Abbott also said he doesn't agree with Farley's assessment of the magnitude of the hepatitis C problem in B.C.

B.C. Health Minister George Abbott, right, answers questions from Go Public reporter Kathy Tomlinson about the hepatitis C situation in the province.B.C. Health Minister George Abbott, right, answers questions from Go Public reporter Kathy Tomlinson about the hepatitis C situation in the province. (CBC)

"I don't think its fair to say it's an epidemic," Abbott said. "Certainly hep C is a very big challenge — that is why we are expending about $100 million annually in identifying preventing and treating hep C when it occurs."

Antiviral drugs cost approximately $30,000 per patient, according to Pharmacare, depending on how the patients react to treatment.

Farley predicted if the government doesn't start covering more people the disease will continue to spread and the cost — in lives and taxpayer dollars — will be much higher.

"The average cost of hep C in B.C. is in the billions of dollars and that is from time off work, visits to the physician and hospital care when they do become ill," Farley said.

Huge cost predicted

"We are now going to be facing a situation,10 years from now probably, where our hospital beds that we need for the breast cancer patients or the other cancer patients, are taken up by liver patients. We are beginning to see that now," he said.

He estimates the cost of a liver transplant alone — the only possible treatment for end-stage liver disease — is $100,000 or more.

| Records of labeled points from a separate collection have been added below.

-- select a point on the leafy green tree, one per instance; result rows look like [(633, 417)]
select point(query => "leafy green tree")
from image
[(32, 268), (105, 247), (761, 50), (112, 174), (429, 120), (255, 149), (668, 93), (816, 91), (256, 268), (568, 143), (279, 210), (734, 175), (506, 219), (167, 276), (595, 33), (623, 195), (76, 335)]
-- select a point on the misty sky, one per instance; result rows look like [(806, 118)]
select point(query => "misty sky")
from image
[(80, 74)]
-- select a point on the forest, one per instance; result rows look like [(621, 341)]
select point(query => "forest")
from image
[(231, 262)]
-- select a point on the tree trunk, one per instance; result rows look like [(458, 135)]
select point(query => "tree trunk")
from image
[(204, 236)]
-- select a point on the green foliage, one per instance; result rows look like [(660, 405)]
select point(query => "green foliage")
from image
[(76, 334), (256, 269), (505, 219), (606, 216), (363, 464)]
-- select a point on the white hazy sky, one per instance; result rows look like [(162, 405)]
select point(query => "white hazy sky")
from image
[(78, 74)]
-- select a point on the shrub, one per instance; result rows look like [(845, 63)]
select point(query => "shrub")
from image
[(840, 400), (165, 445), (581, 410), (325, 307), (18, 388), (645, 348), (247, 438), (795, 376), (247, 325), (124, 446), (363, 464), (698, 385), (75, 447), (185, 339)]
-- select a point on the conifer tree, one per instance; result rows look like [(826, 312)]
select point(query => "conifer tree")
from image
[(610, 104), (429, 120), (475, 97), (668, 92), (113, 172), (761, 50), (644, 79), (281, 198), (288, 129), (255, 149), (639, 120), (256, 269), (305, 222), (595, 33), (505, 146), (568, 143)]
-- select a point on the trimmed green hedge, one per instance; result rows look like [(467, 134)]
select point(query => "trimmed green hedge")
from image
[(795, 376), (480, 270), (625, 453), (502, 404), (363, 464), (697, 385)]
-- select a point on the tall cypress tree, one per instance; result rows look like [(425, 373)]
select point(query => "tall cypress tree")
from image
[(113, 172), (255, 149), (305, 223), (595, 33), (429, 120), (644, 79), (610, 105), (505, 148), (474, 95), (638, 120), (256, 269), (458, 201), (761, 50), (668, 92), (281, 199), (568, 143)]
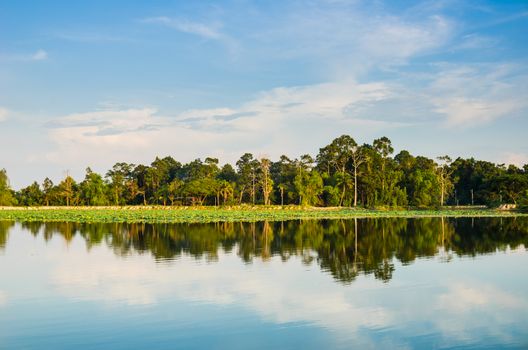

"When we had the SARS [sudden acute respiratory syndrome] epidemic we spared no effort to reach and treat people. We have people who are dying [of complications from hep C] every day. Yesterday, I had two patients come in with end-stage liver disease. They came too late."

Farley said the problem is made more complicated by two of the hospitals — Vancouver General and St. Paul's — which, unlike others in B.C., refuse to accept his patients for liver biopsies because he doesn't have physician privileges at their facilities. He said it means several more months of delays for patients, who have to wait to see another specialist.

Biopsies are the only way to prove liver damage and appeal for drug coverage if the enzyme level is not at the specified level.

"That adds more cost to our health care system," he said. "And I find that abhorrent as a taxpayer. As a physician I find that it is unethical that we should not be providing the [biopsy] service."

A spokesman for Vancouver Coastal Health Authority said the policy is there to protect patients.

"There are significant complications associated with liver biopsies," Gavin Wilson wrote in an e-mail. "A process needs to be in place to ensure there is physician coverage available for these patients if and when they are admitted to hospital as a result of any complications."

Farley, who also once spearheaded a campaign to have all grade 6 students in the province vaccinated for hepatitis B, and whose groundbreaking work will be honoured by the Canadian Liver Foundation with a gala tribute in November, says he is left feeling buried under bureaucracy while his patients die.

"Where are the folks that are supposed to be responsible? What are they doing?" he asked. "Sometimes I wonder why the heck I entered medicine. I cannot give the patients what I was trained to do."